Аркадий Аверченко, Рассазы, страница 61

Крысу сами поймали?

    — Сам.

    — Чудесное животное. Жаль, что дохлое. Можно погладить?

    — Пожалуйста.

    Я со вздохом погладил мертвое животное и заметил:

    — А как жаль, что подобное произведение непрочно… Какой-нибудь там Веласкес или Рембрандт живет сотни лет, а этот шедевр в два-три дня, гляди, и испортится.

    — Да, — согласился художник, заботливо поглядывая на крысу. — Она уже, кажется, разлагается. А всего только два дня и провисела. Не купите ли?

    — Да уж и не знаю, — нерешительно взглянул я на левого. — Куда бы ее повесить? В столовую, что ли?

    — Вешайте в столовую, — согласился художник. — Вроде этакого натюрморта.

    — А что, если крысу освежать каждые два-три дня? Эту выбрасывать, а новую ловить и вешать на поднос?

    — Не хотелось бы, — поморщился художник. — Это нарушает самоопределение артиста. Ну, да что с вами делать! Значит, покупаете?

    — Куплю. Сколько хотите?

    — Да что же с вас взять? Четыреста… — Он вздрогнул, опасливо поглядел на меня и со вздохом докончил: — Четыреста… копеек.

    — Возьму. А теперь мне хотелось бы приобрести что-нибудь попрочнее. Что-нибудь этакое… неорганическое.

    — «Американец в Москве» — не возьмете ли? Моя работа.

    Он потащил меня к какой-то доске, на которой были набиты три жестяные трубки, коробка от консервов, ножницы и осколок зеркала.

    — Вот скульптурная группа: «Американец в Москве». По-моему, эта вещица мне удалась.
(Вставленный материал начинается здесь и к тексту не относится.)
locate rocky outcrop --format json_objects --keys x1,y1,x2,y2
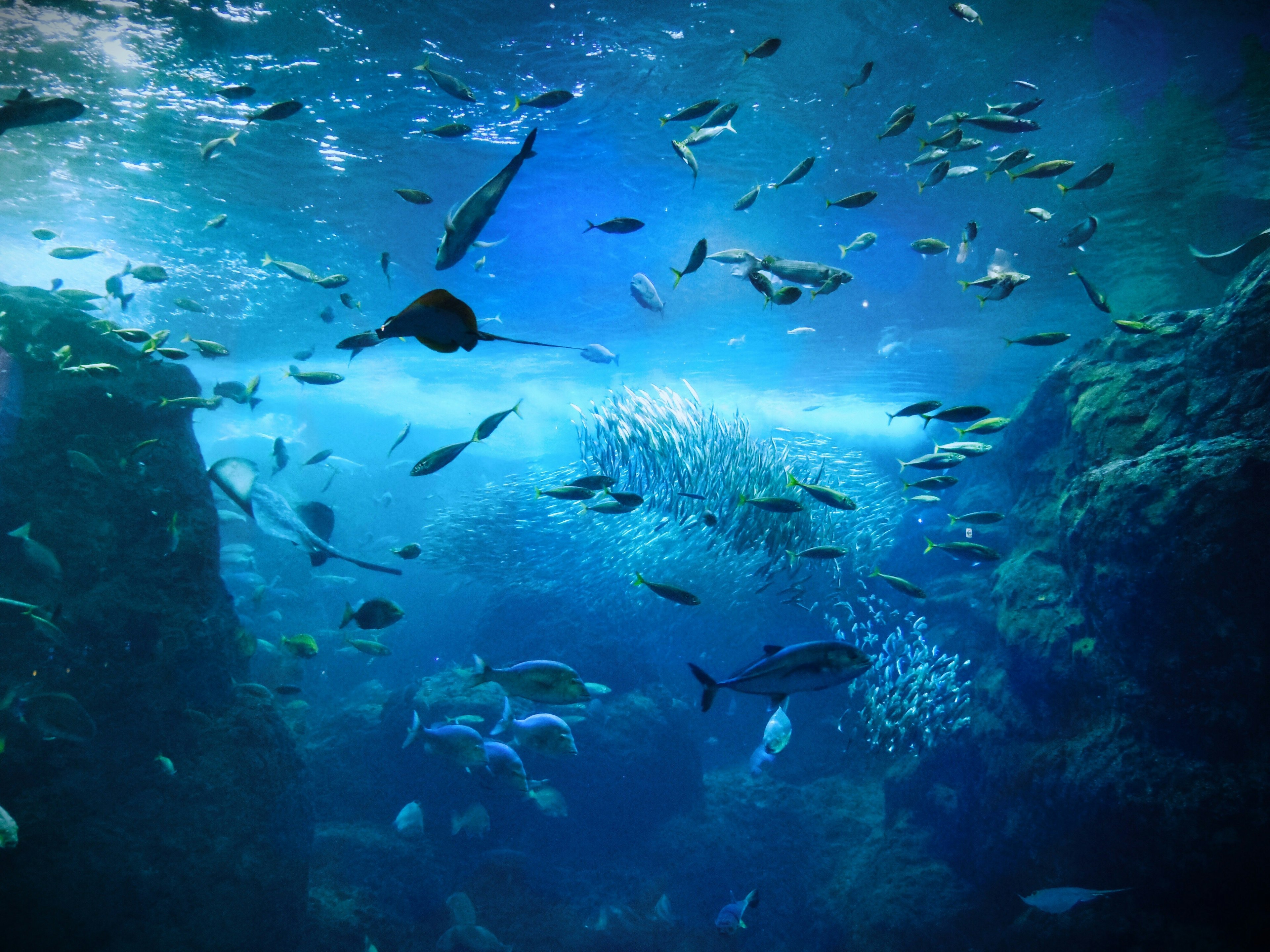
[
  {"x1": 0, "y1": 284, "x2": 311, "y2": 952},
  {"x1": 888, "y1": 255, "x2": 1270, "y2": 949}
]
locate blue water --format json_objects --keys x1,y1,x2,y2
[{"x1": 0, "y1": 0, "x2": 1270, "y2": 949}]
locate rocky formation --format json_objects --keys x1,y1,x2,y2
[
  {"x1": 889, "y1": 255, "x2": 1270, "y2": 949},
  {"x1": 0, "y1": 284, "x2": 310, "y2": 952}
]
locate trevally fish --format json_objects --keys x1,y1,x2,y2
[
  {"x1": 437, "y1": 127, "x2": 538, "y2": 272},
  {"x1": 688, "y1": 641, "x2": 872, "y2": 711}
]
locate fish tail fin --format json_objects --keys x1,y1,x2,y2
[
  {"x1": 688, "y1": 661, "x2": 719, "y2": 713},
  {"x1": 516, "y1": 126, "x2": 538, "y2": 159}
]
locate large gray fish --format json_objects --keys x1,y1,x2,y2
[
  {"x1": 688, "y1": 641, "x2": 872, "y2": 711},
  {"x1": 0, "y1": 89, "x2": 84, "y2": 136},
  {"x1": 437, "y1": 127, "x2": 538, "y2": 272}
]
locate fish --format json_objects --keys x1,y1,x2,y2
[
  {"x1": 988, "y1": 99, "x2": 1045, "y2": 115},
  {"x1": 842, "y1": 60, "x2": 872, "y2": 95},
  {"x1": 414, "y1": 56, "x2": 476, "y2": 103},
  {"x1": 884, "y1": 400, "x2": 944, "y2": 426},
  {"x1": 273, "y1": 437, "x2": 291, "y2": 472},
  {"x1": 909, "y1": 239, "x2": 949, "y2": 255},
  {"x1": 246, "y1": 99, "x2": 305, "y2": 126},
  {"x1": 1068, "y1": 268, "x2": 1111, "y2": 313},
  {"x1": 1058, "y1": 163, "x2": 1115, "y2": 195},
  {"x1": 335, "y1": 330, "x2": 384, "y2": 363},
  {"x1": 732, "y1": 185, "x2": 763, "y2": 212},
  {"x1": 472, "y1": 655, "x2": 591, "y2": 704},
  {"x1": 963, "y1": 113, "x2": 1040, "y2": 132},
  {"x1": 838, "y1": 231, "x2": 877, "y2": 258},
  {"x1": 472, "y1": 400, "x2": 525, "y2": 443},
  {"x1": 869, "y1": 569, "x2": 926, "y2": 598},
  {"x1": 1002, "y1": 330, "x2": 1072, "y2": 346},
  {"x1": 737, "y1": 493, "x2": 803, "y2": 514},
  {"x1": 922, "y1": 404, "x2": 992, "y2": 430},
  {"x1": 1019, "y1": 886, "x2": 1125, "y2": 915},
  {"x1": 949, "y1": 4, "x2": 983, "y2": 27},
  {"x1": 631, "y1": 573, "x2": 701, "y2": 606},
  {"x1": 688, "y1": 641, "x2": 872, "y2": 712},
  {"x1": 212, "y1": 85, "x2": 255, "y2": 103},
  {"x1": 410, "y1": 439, "x2": 471, "y2": 476},
  {"x1": 935, "y1": 440, "x2": 992, "y2": 457},
  {"x1": 198, "y1": 130, "x2": 242, "y2": 163},
  {"x1": 659, "y1": 99, "x2": 719, "y2": 126},
  {"x1": 1058, "y1": 215, "x2": 1097, "y2": 251},
  {"x1": 582, "y1": 344, "x2": 618, "y2": 367},
  {"x1": 785, "y1": 546, "x2": 848, "y2": 569},
  {"x1": 898, "y1": 453, "x2": 965, "y2": 472},
  {"x1": 393, "y1": 800, "x2": 423, "y2": 838},
  {"x1": 512, "y1": 89, "x2": 573, "y2": 113},
  {"x1": 278, "y1": 635, "x2": 318, "y2": 657},
  {"x1": 344, "y1": 637, "x2": 393, "y2": 657},
  {"x1": 786, "y1": 473, "x2": 857, "y2": 512},
  {"x1": 952, "y1": 416, "x2": 1010, "y2": 437},
  {"x1": 949, "y1": 512, "x2": 1006, "y2": 527},
  {"x1": 387, "y1": 423, "x2": 410, "y2": 456},
  {"x1": 683, "y1": 122, "x2": 737, "y2": 146},
  {"x1": 631, "y1": 274, "x2": 665, "y2": 312},
  {"x1": 741, "y1": 37, "x2": 781, "y2": 63},
  {"x1": 922, "y1": 539, "x2": 1001, "y2": 562},
  {"x1": 901, "y1": 477, "x2": 957, "y2": 493},
  {"x1": 877, "y1": 112, "x2": 916, "y2": 142},
  {"x1": 582, "y1": 218, "x2": 644, "y2": 235},
  {"x1": 917, "y1": 159, "x2": 952, "y2": 194},
  {"x1": 1006, "y1": 159, "x2": 1076, "y2": 181},
  {"x1": 260, "y1": 251, "x2": 318, "y2": 283},
  {"x1": 437, "y1": 127, "x2": 538, "y2": 272},
  {"x1": 824, "y1": 192, "x2": 877, "y2": 208},
  {"x1": 490, "y1": 698, "x2": 578, "y2": 757},
  {"x1": 283, "y1": 364, "x2": 344, "y2": 387},
  {"x1": 671, "y1": 139, "x2": 698, "y2": 188},
  {"x1": 393, "y1": 188, "x2": 432, "y2": 204},
  {"x1": 569, "y1": 473, "x2": 617, "y2": 499},
  {"x1": 48, "y1": 245, "x2": 102, "y2": 261},
  {"x1": 1187, "y1": 228, "x2": 1270, "y2": 277},
  {"x1": 767, "y1": 156, "x2": 815, "y2": 188},
  {"x1": 6, "y1": 522, "x2": 62, "y2": 581},
  {"x1": 449, "y1": 804, "x2": 489, "y2": 838},
  {"x1": 984, "y1": 148, "x2": 1034, "y2": 181},
  {"x1": 0, "y1": 89, "x2": 88, "y2": 136}
]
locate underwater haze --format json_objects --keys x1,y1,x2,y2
[{"x1": 0, "y1": 0, "x2": 1270, "y2": 952}]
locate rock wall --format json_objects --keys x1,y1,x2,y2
[
  {"x1": 0, "y1": 284, "x2": 311, "y2": 952},
  {"x1": 888, "y1": 255, "x2": 1270, "y2": 949}
]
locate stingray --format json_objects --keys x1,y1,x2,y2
[
  {"x1": 207, "y1": 456, "x2": 401, "y2": 575},
  {"x1": 1190, "y1": 228, "x2": 1270, "y2": 277},
  {"x1": 375, "y1": 288, "x2": 583, "y2": 354}
]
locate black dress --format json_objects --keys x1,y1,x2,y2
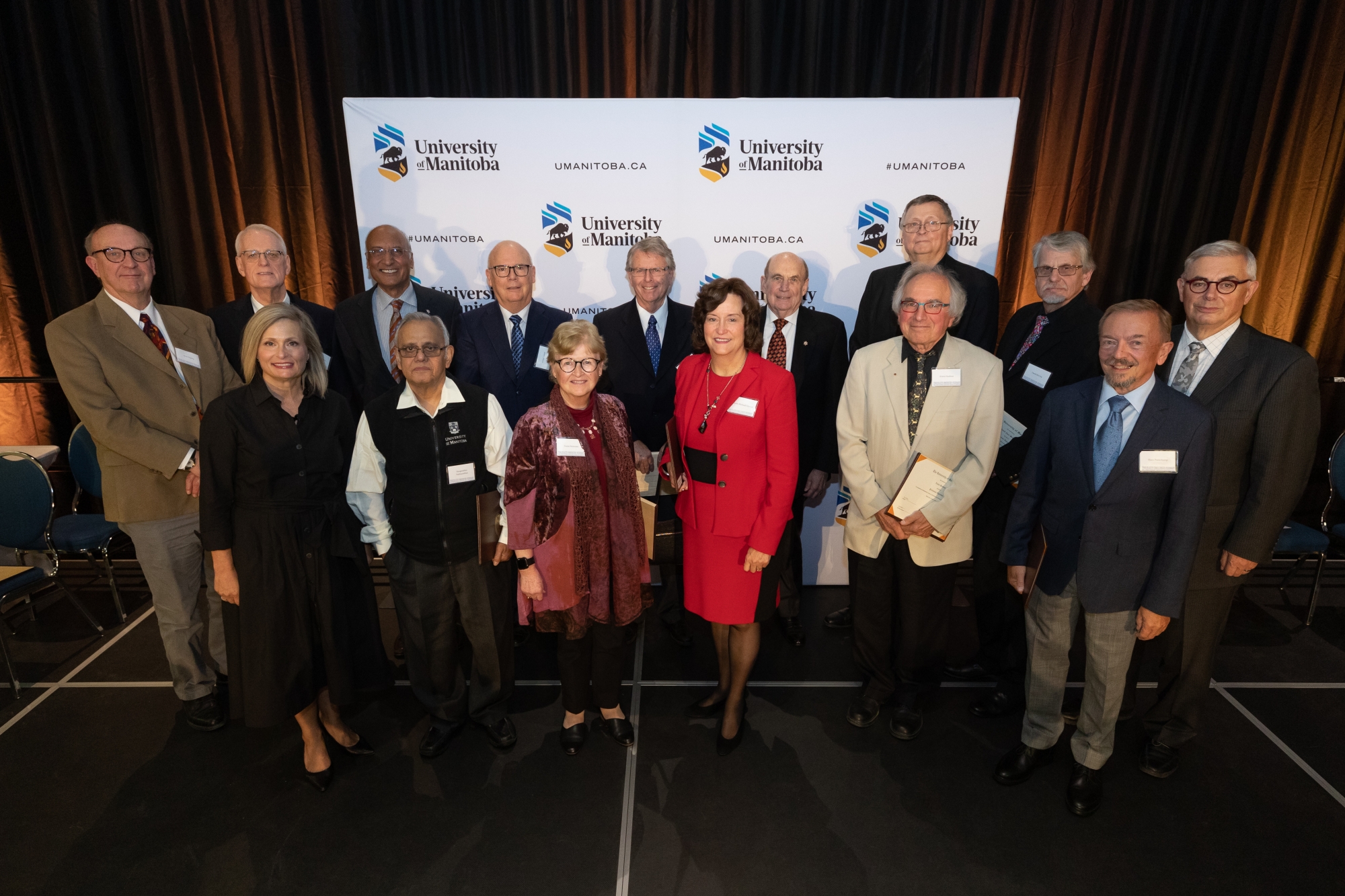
[{"x1": 200, "y1": 375, "x2": 393, "y2": 727}]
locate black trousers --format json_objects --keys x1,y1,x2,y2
[
  {"x1": 383, "y1": 544, "x2": 516, "y2": 728},
  {"x1": 555, "y1": 623, "x2": 635, "y2": 713},
  {"x1": 850, "y1": 538, "x2": 958, "y2": 705},
  {"x1": 1123, "y1": 585, "x2": 1239, "y2": 747},
  {"x1": 971, "y1": 477, "x2": 1028, "y2": 701}
]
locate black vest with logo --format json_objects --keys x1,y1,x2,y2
[{"x1": 364, "y1": 376, "x2": 499, "y2": 565}]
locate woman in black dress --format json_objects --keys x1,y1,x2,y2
[{"x1": 200, "y1": 304, "x2": 391, "y2": 790}]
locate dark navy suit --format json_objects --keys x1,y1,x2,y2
[{"x1": 453, "y1": 298, "x2": 572, "y2": 426}]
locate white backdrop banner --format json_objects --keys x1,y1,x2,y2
[{"x1": 344, "y1": 98, "x2": 1018, "y2": 584}]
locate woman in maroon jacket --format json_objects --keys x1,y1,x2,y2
[{"x1": 664, "y1": 277, "x2": 799, "y2": 756}]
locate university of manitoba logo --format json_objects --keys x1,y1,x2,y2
[
  {"x1": 374, "y1": 124, "x2": 406, "y2": 183},
  {"x1": 695, "y1": 124, "x2": 732, "y2": 181},
  {"x1": 542, "y1": 202, "x2": 574, "y2": 258},
  {"x1": 854, "y1": 202, "x2": 890, "y2": 258}
]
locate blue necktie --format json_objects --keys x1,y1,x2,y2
[
  {"x1": 1093, "y1": 395, "x2": 1130, "y2": 491},
  {"x1": 508, "y1": 315, "x2": 523, "y2": 376},
  {"x1": 644, "y1": 315, "x2": 662, "y2": 372}
]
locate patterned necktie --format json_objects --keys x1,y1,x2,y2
[
  {"x1": 644, "y1": 315, "x2": 663, "y2": 372},
  {"x1": 1009, "y1": 315, "x2": 1050, "y2": 370},
  {"x1": 508, "y1": 315, "x2": 523, "y2": 376},
  {"x1": 1093, "y1": 395, "x2": 1130, "y2": 491},
  {"x1": 387, "y1": 298, "x2": 402, "y2": 382},
  {"x1": 1173, "y1": 341, "x2": 1205, "y2": 395},
  {"x1": 765, "y1": 317, "x2": 790, "y2": 367}
]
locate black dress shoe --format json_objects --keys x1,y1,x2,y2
[
  {"x1": 888, "y1": 706, "x2": 924, "y2": 740},
  {"x1": 943, "y1": 663, "x2": 990, "y2": 681},
  {"x1": 476, "y1": 716, "x2": 518, "y2": 749},
  {"x1": 995, "y1": 743, "x2": 1050, "y2": 787},
  {"x1": 182, "y1": 694, "x2": 229, "y2": 731},
  {"x1": 561, "y1": 723, "x2": 588, "y2": 756},
  {"x1": 1139, "y1": 740, "x2": 1177, "y2": 778},
  {"x1": 971, "y1": 690, "x2": 1022, "y2": 719},
  {"x1": 663, "y1": 619, "x2": 691, "y2": 647},
  {"x1": 420, "y1": 723, "x2": 467, "y2": 759},
  {"x1": 822, "y1": 607, "x2": 854, "y2": 628},
  {"x1": 596, "y1": 717, "x2": 635, "y2": 747},
  {"x1": 1065, "y1": 763, "x2": 1102, "y2": 817},
  {"x1": 845, "y1": 697, "x2": 880, "y2": 728}
]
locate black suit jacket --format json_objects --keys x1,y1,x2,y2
[
  {"x1": 995, "y1": 293, "x2": 1102, "y2": 485},
  {"x1": 850, "y1": 254, "x2": 999, "y2": 358},
  {"x1": 1158, "y1": 321, "x2": 1321, "y2": 589},
  {"x1": 336, "y1": 282, "x2": 463, "y2": 409},
  {"x1": 593, "y1": 298, "x2": 691, "y2": 454},
  {"x1": 999, "y1": 376, "x2": 1215, "y2": 616},
  {"x1": 453, "y1": 298, "x2": 572, "y2": 426}
]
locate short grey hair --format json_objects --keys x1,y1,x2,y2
[
  {"x1": 1181, "y1": 239, "x2": 1256, "y2": 280},
  {"x1": 892, "y1": 263, "x2": 967, "y2": 327},
  {"x1": 1032, "y1": 230, "x2": 1098, "y2": 270},
  {"x1": 625, "y1": 237, "x2": 677, "y2": 270},
  {"x1": 234, "y1": 225, "x2": 289, "y2": 255},
  {"x1": 397, "y1": 311, "x2": 453, "y2": 345}
]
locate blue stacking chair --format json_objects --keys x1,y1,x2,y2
[
  {"x1": 0, "y1": 451, "x2": 102, "y2": 697},
  {"x1": 51, "y1": 423, "x2": 126, "y2": 622}
]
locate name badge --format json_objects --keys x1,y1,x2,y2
[
  {"x1": 1139, "y1": 451, "x2": 1177, "y2": 473},
  {"x1": 444, "y1": 462, "x2": 476, "y2": 486},
  {"x1": 729, "y1": 398, "x2": 757, "y2": 417},
  {"x1": 1022, "y1": 364, "x2": 1050, "y2": 389},
  {"x1": 555, "y1": 436, "x2": 584, "y2": 458}
]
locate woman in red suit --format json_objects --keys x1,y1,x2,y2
[{"x1": 664, "y1": 277, "x2": 799, "y2": 756}]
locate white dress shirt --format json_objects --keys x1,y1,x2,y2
[
  {"x1": 761, "y1": 305, "x2": 803, "y2": 371},
  {"x1": 1093, "y1": 374, "x2": 1158, "y2": 448},
  {"x1": 346, "y1": 378, "x2": 514, "y2": 555},
  {"x1": 1167, "y1": 317, "x2": 1241, "y2": 394}
]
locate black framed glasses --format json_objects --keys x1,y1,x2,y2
[
  {"x1": 93, "y1": 246, "x2": 155, "y2": 263},
  {"x1": 1182, "y1": 277, "x2": 1251, "y2": 296}
]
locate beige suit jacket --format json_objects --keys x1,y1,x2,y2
[
  {"x1": 46, "y1": 290, "x2": 242, "y2": 522},
  {"x1": 837, "y1": 336, "x2": 1005, "y2": 567}
]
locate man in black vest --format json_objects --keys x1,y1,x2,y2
[
  {"x1": 593, "y1": 237, "x2": 694, "y2": 647},
  {"x1": 346, "y1": 312, "x2": 518, "y2": 758},
  {"x1": 968, "y1": 230, "x2": 1102, "y2": 719}
]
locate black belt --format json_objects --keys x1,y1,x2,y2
[{"x1": 683, "y1": 448, "x2": 718, "y2": 486}]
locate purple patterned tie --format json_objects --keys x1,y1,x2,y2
[{"x1": 1009, "y1": 315, "x2": 1050, "y2": 370}]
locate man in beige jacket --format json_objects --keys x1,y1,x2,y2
[
  {"x1": 837, "y1": 263, "x2": 1003, "y2": 740},
  {"x1": 46, "y1": 223, "x2": 242, "y2": 731}
]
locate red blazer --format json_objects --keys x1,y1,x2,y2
[{"x1": 660, "y1": 352, "x2": 799, "y2": 556}]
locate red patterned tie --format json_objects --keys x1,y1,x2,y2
[
  {"x1": 765, "y1": 317, "x2": 790, "y2": 367},
  {"x1": 387, "y1": 298, "x2": 402, "y2": 382}
]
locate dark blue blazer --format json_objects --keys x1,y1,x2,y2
[
  {"x1": 453, "y1": 298, "x2": 572, "y2": 426},
  {"x1": 999, "y1": 376, "x2": 1215, "y2": 616}
]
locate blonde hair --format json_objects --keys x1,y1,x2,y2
[
  {"x1": 546, "y1": 320, "x2": 607, "y2": 382},
  {"x1": 241, "y1": 302, "x2": 327, "y2": 398}
]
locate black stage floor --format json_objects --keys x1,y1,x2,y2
[{"x1": 0, "y1": 571, "x2": 1345, "y2": 896}]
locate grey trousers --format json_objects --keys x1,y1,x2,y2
[
  {"x1": 1022, "y1": 579, "x2": 1135, "y2": 768},
  {"x1": 117, "y1": 514, "x2": 229, "y2": 700}
]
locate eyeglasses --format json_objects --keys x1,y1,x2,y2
[
  {"x1": 93, "y1": 246, "x2": 155, "y2": 263},
  {"x1": 397, "y1": 341, "x2": 444, "y2": 358},
  {"x1": 1182, "y1": 277, "x2": 1251, "y2": 296},
  {"x1": 901, "y1": 220, "x2": 952, "y2": 233},
  {"x1": 1033, "y1": 265, "x2": 1084, "y2": 280},
  {"x1": 554, "y1": 358, "x2": 601, "y2": 372},
  {"x1": 901, "y1": 298, "x2": 948, "y2": 315}
]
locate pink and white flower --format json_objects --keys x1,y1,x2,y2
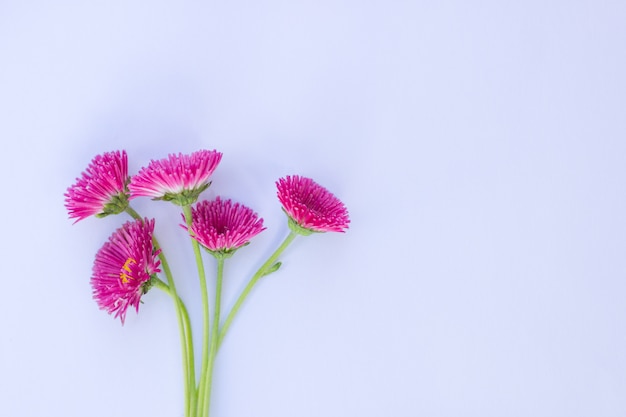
[
  {"x1": 91, "y1": 219, "x2": 160, "y2": 324},
  {"x1": 183, "y1": 197, "x2": 265, "y2": 254},
  {"x1": 276, "y1": 175, "x2": 350, "y2": 234},
  {"x1": 65, "y1": 151, "x2": 130, "y2": 223},
  {"x1": 129, "y1": 150, "x2": 222, "y2": 206}
]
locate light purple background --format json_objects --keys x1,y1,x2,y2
[{"x1": 0, "y1": 0, "x2": 626, "y2": 417}]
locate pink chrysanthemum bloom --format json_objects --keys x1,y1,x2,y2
[
  {"x1": 276, "y1": 175, "x2": 350, "y2": 235},
  {"x1": 91, "y1": 219, "x2": 160, "y2": 324},
  {"x1": 129, "y1": 150, "x2": 222, "y2": 206},
  {"x1": 183, "y1": 197, "x2": 265, "y2": 256},
  {"x1": 65, "y1": 151, "x2": 130, "y2": 223}
]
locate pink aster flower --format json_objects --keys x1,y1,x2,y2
[
  {"x1": 276, "y1": 175, "x2": 350, "y2": 234},
  {"x1": 91, "y1": 219, "x2": 160, "y2": 324},
  {"x1": 65, "y1": 151, "x2": 130, "y2": 223},
  {"x1": 129, "y1": 150, "x2": 222, "y2": 206},
  {"x1": 183, "y1": 197, "x2": 265, "y2": 255}
]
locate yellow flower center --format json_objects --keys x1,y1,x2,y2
[{"x1": 120, "y1": 258, "x2": 137, "y2": 284}]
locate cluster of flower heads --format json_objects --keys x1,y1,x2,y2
[{"x1": 65, "y1": 150, "x2": 350, "y2": 323}]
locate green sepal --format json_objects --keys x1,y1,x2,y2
[
  {"x1": 141, "y1": 275, "x2": 158, "y2": 294},
  {"x1": 96, "y1": 193, "x2": 128, "y2": 219},
  {"x1": 283, "y1": 210, "x2": 320, "y2": 236},
  {"x1": 153, "y1": 181, "x2": 211, "y2": 206},
  {"x1": 200, "y1": 242, "x2": 250, "y2": 259},
  {"x1": 261, "y1": 262, "x2": 283, "y2": 277}
]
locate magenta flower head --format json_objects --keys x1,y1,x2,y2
[
  {"x1": 91, "y1": 219, "x2": 160, "y2": 324},
  {"x1": 128, "y1": 150, "x2": 222, "y2": 206},
  {"x1": 276, "y1": 175, "x2": 350, "y2": 236},
  {"x1": 65, "y1": 151, "x2": 130, "y2": 223},
  {"x1": 183, "y1": 197, "x2": 265, "y2": 257}
]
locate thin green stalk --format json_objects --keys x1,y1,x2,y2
[
  {"x1": 126, "y1": 205, "x2": 196, "y2": 417},
  {"x1": 183, "y1": 205, "x2": 211, "y2": 416},
  {"x1": 152, "y1": 276, "x2": 195, "y2": 416},
  {"x1": 203, "y1": 257, "x2": 224, "y2": 417},
  {"x1": 217, "y1": 231, "x2": 298, "y2": 349}
]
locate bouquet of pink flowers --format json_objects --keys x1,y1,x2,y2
[{"x1": 65, "y1": 150, "x2": 350, "y2": 417}]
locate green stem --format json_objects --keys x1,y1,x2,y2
[
  {"x1": 203, "y1": 257, "x2": 224, "y2": 417},
  {"x1": 126, "y1": 205, "x2": 196, "y2": 417},
  {"x1": 217, "y1": 231, "x2": 298, "y2": 349},
  {"x1": 152, "y1": 276, "x2": 195, "y2": 416},
  {"x1": 183, "y1": 205, "x2": 211, "y2": 416}
]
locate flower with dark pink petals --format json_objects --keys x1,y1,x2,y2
[
  {"x1": 65, "y1": 151, "x2": 130, "y2": 223},
  {"x1": 276, "y1": 175, "x2": 350, "y2": 235},
  {"x1": 129, "y1": 150, "x2": 222, "y2": 206},
  {"x1": 183, "y1": 197, "x2": 265, "y2": 256},
  {"x1": 91, "y1": 219, "x2": 160, "y2": 324}
]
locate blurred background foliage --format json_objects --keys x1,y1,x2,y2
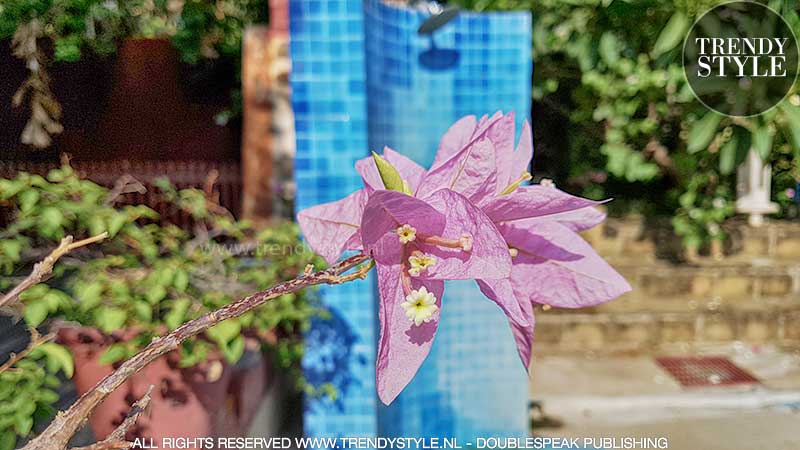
[
  {"x1": 0, "y1": 0, "x2": 269, "y2": 63},
  {"x1": 0, "y1": 165, "x2": 327, "y2": 450},
  {"x1": 457, "y1": 0, "x2": 800, "y2": 248}
]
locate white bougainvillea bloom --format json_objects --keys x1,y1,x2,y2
[
  {"x1": 397, "y1": 224, "x2": 417, "y2": 244},
  {"x1": 408, "y1": 252, "x2": 436, "y2": 277},
  {"x1": 400, "y1": 286, "x2": 439, "y2": 326}
]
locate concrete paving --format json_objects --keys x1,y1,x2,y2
[{"x1": 530, "y1": 343, "x2": 800, "y2": 450}]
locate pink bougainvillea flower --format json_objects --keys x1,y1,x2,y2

    — А еще бы! Вещь, около которой можно заржать от восторга. Действительно, эти приезжающие в Москву американцы, они тово… Однако вы не без темперамента… Изобразить американца вроде трех трубочек…

    — Нет, трубочки — это Москва! Американца, собственно, нет; но есть, так сказать, следы его пребывания…

    — Ах, вот что. Тонкая вещь. Масса воздуха. Колоритная штукенция. Почем?

    — Семьсот. Это вам для кабинета подойдет.

    — Семьсот… Чего?

    — Ну, этих самых, не важно. Лишь бы наличными.

III

    Я так был тронут участием и доброжелательным ко мне отношением двух экспансивных, экзальтированных молодых людей, что мне захотелось хоть чем-нибудь отблагодарить их.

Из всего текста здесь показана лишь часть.